S’il y a un thème commun qui rejoint à la fois la gestion des régimes PD et CD, c’est bien l’inquiétude grandissante liée à la longévité. Dans les régimes CD, le risque que les participants survivent à leur épargne est bien présent.

« Même si on donne toute l’information possible au participant, il n’est pas habitué à faire des choix de placement. C’est pourquoi les solutions intégrées par défaut gagnent en popularité », a indiqué Pierre Parent.

« Peu de participants dans les régimes CD ont à ce jour comblé les pertes de 2008 », a pour sa part affirmé Claude Lockhead.

Du côté des régimes PD, l’achat de rentes commence à se démocratiser, mais la majorité des caisses de retraite hésitent encore à franchir le pas.

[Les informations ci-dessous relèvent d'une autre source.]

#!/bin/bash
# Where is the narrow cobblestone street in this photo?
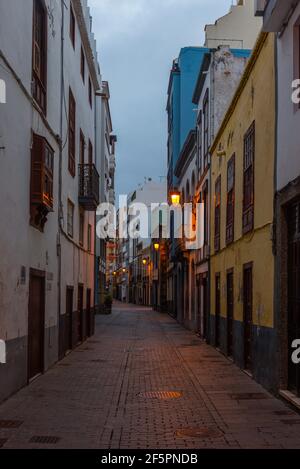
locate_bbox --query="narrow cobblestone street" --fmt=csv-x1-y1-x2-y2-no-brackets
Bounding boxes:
0,304,300,449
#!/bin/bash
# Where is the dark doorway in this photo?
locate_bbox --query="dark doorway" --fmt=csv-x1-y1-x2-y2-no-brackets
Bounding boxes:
215,274,221,348
77,285,83,343
288,200,300,396
66,287,74,352
86,289,92,337
243,264,253,371
28,270,45,380
227,272,234,357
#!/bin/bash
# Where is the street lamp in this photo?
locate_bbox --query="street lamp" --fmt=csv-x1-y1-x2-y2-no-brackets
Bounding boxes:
170,189,180,205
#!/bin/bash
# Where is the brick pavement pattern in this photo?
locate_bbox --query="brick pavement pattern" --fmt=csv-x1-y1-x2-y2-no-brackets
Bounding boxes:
0,303,300,449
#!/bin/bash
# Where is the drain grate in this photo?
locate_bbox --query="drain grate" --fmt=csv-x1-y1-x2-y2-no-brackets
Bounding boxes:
274,410,295,417
175,427,223,440
281,419,300,425
0,420,24,428
138,391,182,401
29,436,60,445
229,392,270,401
0,438,8,448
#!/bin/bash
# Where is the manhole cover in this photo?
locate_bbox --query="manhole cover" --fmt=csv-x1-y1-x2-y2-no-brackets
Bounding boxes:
229,393,270,401
274,410,295,417
175,427,223,440
138,391,182,401
0,420,23,428
29,436,60,445
281,419,300,425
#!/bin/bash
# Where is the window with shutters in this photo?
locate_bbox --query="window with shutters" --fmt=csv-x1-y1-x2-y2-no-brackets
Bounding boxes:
197,111,202,175
215,176,221,252
67,200,74,238
70,2,76,49
80,130,85,164
89,140,94,165
79,210,84,246
203,90,209,170
80,47,85,83
89,78,93,108
226,155,235,245
32,0,47,114
30,133,54,231
243,122,255,234
69,88,76,177
88,225,92,252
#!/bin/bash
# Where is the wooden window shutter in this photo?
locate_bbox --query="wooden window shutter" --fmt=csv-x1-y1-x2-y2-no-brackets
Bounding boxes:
30,134,45,205
69,88,76,177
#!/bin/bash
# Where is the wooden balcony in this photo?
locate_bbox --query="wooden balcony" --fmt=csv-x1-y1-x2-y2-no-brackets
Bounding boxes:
78,164,100,212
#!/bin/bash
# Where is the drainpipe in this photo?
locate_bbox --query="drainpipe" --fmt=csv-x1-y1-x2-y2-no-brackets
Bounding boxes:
57,0,65,351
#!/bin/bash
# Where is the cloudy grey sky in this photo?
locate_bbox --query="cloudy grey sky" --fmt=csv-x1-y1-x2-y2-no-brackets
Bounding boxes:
89,0,232,194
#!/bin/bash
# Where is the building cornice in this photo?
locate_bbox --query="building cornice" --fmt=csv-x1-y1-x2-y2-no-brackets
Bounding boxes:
210,32,270,155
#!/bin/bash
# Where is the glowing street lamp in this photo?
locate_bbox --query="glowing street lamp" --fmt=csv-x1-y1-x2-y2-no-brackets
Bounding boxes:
170,189,180,205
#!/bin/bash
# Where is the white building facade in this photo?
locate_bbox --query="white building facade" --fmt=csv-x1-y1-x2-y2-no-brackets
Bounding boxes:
0,0,110,400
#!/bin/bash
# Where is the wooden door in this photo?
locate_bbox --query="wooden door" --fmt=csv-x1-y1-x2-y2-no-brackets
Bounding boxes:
215,274,221,347
288,201,300,396
66,287,74,351
244,265,253,371
227,272,234,357
28,271,45,380
77,285,83,343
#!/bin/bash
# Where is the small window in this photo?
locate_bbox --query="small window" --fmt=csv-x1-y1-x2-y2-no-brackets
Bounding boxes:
30,134,54,231
79,210,84,246
80,47,85,83
88,225,92,252
226,155,235,245
67,200,74,238
203,90,209,170
69,88,76,177
243,122,255,234
80,130,85,165
89,140,94,165
70,2,76,49
215,176,221,252
89,78,93,107
32,0,47,114
197,111,202,174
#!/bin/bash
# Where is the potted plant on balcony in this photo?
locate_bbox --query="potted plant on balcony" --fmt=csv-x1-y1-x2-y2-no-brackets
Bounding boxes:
104,293,113,314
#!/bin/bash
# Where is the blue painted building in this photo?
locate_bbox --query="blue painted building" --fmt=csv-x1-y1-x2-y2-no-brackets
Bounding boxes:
167,47,209,189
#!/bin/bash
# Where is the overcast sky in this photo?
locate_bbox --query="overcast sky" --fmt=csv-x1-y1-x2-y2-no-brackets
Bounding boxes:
89,0,232,194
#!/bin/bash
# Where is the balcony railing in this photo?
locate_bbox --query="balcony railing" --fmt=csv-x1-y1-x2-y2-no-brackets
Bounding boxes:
79,164,100,212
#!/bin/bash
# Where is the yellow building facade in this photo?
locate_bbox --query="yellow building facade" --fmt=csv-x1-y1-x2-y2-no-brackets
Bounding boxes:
210,33,276,389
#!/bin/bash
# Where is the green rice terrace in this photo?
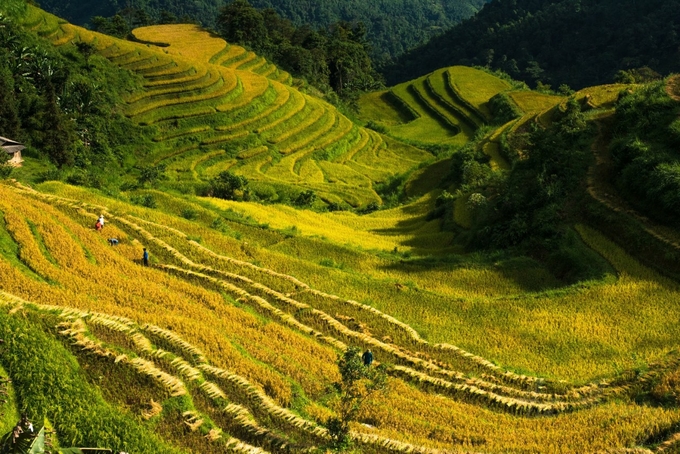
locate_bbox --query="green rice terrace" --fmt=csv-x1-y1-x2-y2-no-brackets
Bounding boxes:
0,1,680,454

« Le risque de longévité, soit on l’assume, soit on le transfère, a tranché Jean-Pierre Talon. Jusqu’à 2012, il y avait environ 1 G$ en achat de rentes par année au Canada. Il y a eu une augmentation depuis, on l’a vu avec l’entente entre Sun Life et BCE, le 5e plus gros transfert de risque de longévité dans l’histoire. Mais c’est une opération très complexe qui prend beaucoup de temps. »

Les consultants, des partenaires

Dans un contexte où les changements sont légion, quelle attitude devrait donc adopter un promoteur pour tirer le maximum de son partenariat avec un consultant?

« Il faut que le client soit capable de mettre ses convictions de côté et qu’il soit ouvert aux nouvelles idées », a mentionné Jean-Pierre Talon.

« On doit amener le client à voir à plus long terme pour élaborer un bon plan de match, a expliqué Pierre Parent. Les taux d’intérêt sont bas, mais sommes-nous prêts s’ils montent dans deux ans? »

« Les clients ont avantage à nous considérer comme des partenaires, et non comme des fournisseurs », a conclu Claude Lockhead.